Il Viareggio ha elevato le lettere degli anni ’50 e ’60, anche qui, come alle Giubbe Rosse di Firenze, il famoso caffè dove si riunivano i letteratissimi intellettuali, tra i caffè illuminati di notte, vi discutevano e vi lavoravano gli scrittori, avendo i loro svaghi innocenti o meno. Luoghi di luce, di orizzonti panoramici, qui arrivano Montale e Ungaretti, i poeti del viaggio segreto della nostra poesia dopo D’annunzio. E su tutti, come nella vicina Firenze, aleggia l’ombra di Campana che appare un giorno a vendere il suo libro, strappandone le pagine di cui il compratore gli sembri indegno. Campana che nella trattoria “Il Sole”, a un pranzo, all’improvviso sul rovescio del suo piatto s’è messo a scrivere.

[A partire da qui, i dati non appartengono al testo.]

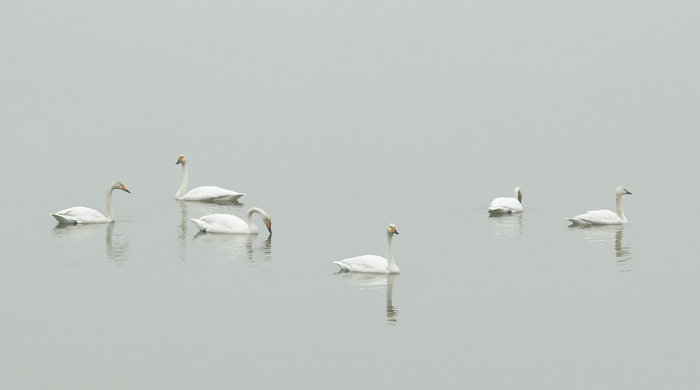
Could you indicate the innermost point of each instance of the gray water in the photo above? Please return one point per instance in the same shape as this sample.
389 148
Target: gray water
338 119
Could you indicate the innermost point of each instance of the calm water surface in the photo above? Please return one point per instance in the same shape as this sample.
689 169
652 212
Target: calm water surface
337 120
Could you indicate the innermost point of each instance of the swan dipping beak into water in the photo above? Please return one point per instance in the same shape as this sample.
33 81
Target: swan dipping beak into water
604 217
79 214
507 205
372 263
203 194
230 224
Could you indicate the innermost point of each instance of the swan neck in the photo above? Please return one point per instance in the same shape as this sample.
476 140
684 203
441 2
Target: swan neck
618 207
391 265
183 185
249 217
110 210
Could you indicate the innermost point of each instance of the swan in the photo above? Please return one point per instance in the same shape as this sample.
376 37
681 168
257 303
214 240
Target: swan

E poi Luzi, Sinisgalli, Gatto, Piovene, Penna, Parronchi, Vigorelli, Ulivi, in un devoto dialogo con la poesia non ancora trentenni, e assai lontani dal mezzo del cammin della vita, assieme a scultori e pittori, nel caldo dell’estate versiliana, nella romita selciata segreta fra ville e ulivi e muri graffiti, dalla via san Leonardo, dove è esposta l’europea pittura terribile di Rosai, che tra Arcetri, San Miniato, il Belvedere e la porta San Giorgio, richiama ammiratori e specialisti, questo gruppo costituisce il nucleo del Viareggio, l’armonia dei giovani geniali, di intelligenti italiani eredi del grande Gabriele, guidati da Leonida Repaci, il grande e rude calabrese, il sanguigno poeta dei “Rupe”.